Halton Healthcare’s teams are supported by a culture of recognition, inclusion, and compassion that goes beyond industry standards. This includes a commitment to its people and values through programs that connect and support them. Some of these options offer the chance for colleagues to share the complexities of working with patients and families.

“Our purpose as an organization is to care,” says Jickling. “That extends through our patients and families, and across our entire hospital community.”

For example, Halton Healthcare was one of the first community hospitals in Canada to host Schwartz Rounds. The Rounds provide a multidisciplinary forum to share difficult emotional and social issues when caring for patients. The program has been clinically proven to reduce stress, help prevent burnout and compassion fatigue, and enhance patient care among health care providers.

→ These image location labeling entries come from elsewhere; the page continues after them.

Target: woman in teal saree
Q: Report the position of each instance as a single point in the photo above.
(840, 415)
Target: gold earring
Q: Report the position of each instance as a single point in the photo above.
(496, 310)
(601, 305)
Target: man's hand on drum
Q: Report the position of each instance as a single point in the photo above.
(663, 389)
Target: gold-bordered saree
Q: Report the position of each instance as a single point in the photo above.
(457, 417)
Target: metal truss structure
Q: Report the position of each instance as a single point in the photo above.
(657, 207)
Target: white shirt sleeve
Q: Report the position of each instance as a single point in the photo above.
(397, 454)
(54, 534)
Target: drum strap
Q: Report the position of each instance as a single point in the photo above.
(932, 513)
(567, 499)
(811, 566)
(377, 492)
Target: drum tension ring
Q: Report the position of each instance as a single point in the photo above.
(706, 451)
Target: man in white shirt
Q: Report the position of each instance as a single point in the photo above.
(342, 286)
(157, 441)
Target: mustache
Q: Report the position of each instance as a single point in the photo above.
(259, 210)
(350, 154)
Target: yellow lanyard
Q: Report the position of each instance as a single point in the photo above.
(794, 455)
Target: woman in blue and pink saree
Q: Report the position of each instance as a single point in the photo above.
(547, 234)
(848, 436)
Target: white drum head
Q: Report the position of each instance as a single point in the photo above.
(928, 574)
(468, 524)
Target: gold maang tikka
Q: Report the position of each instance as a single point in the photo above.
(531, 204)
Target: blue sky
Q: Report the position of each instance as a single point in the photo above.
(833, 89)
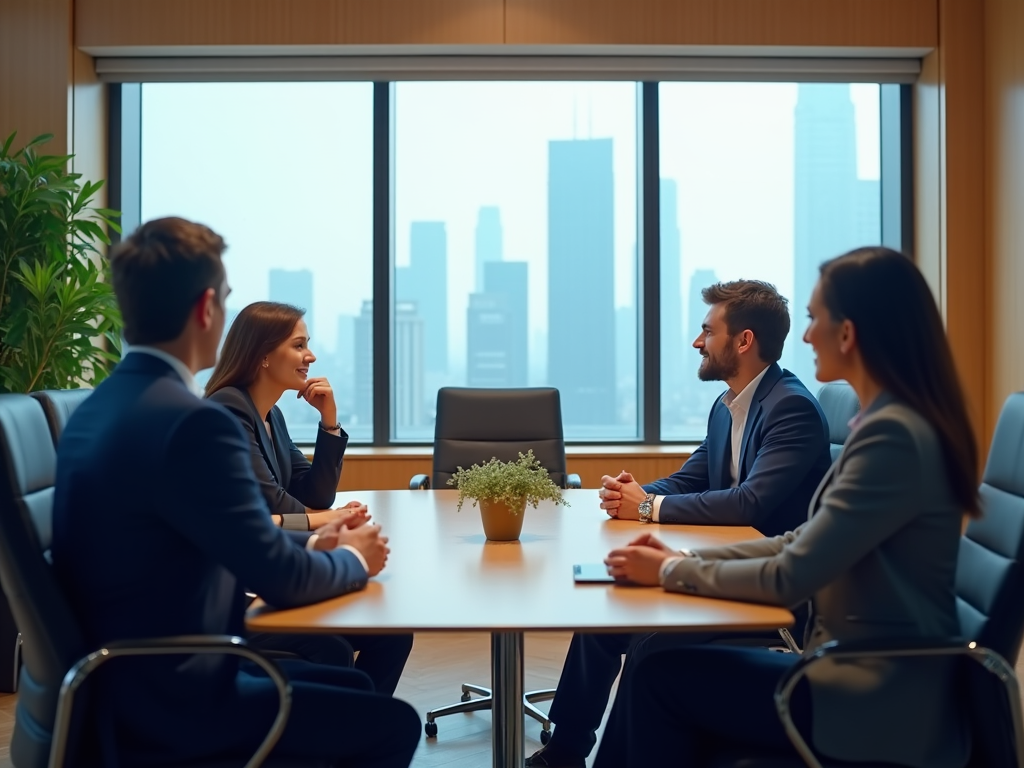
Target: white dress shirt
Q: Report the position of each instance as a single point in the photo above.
(739, 407)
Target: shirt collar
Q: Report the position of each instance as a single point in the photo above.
(742, 400)
(179, 368)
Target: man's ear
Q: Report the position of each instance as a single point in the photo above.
(205, 308)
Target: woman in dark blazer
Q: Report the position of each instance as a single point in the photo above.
(266, 353)
(877, 558)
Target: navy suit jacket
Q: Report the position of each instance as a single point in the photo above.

Organizational support for growth

Halton Healthcare couples its staff support and assistance programs with progressive technology and foundational programs to support professional development and growth, including opportunities for leadership. For nurses, there are options for specialty education, in partnership with academic institutions, for critical care, perioperative, and emergency nursing along with tuition support and leadership programs.

Thanks to the committed efforts of the organization, it has been recognized as one of Canada’s Most Admired Corporate Cultures of 2021, by Waterstone Human Capital. This award is based on an evaluation of corporate culture and highlights recipients that put culture at the centre of everything they do.

While the pandemic has been a source of countless challenges for health human resources, it has also opened as many opportunities for the regeneration of the workforce. “While we’ve never stopped providing the best possible care, the time we were able to spend connecting with our patients and families just hasn’t been the same,” says Jickling. “We’re committed to evolving for our teams and our patients, and involving people in their care. Ultimately, it’s better for our communities and is an approach that helps patients, families, providers, and the system as a whole.”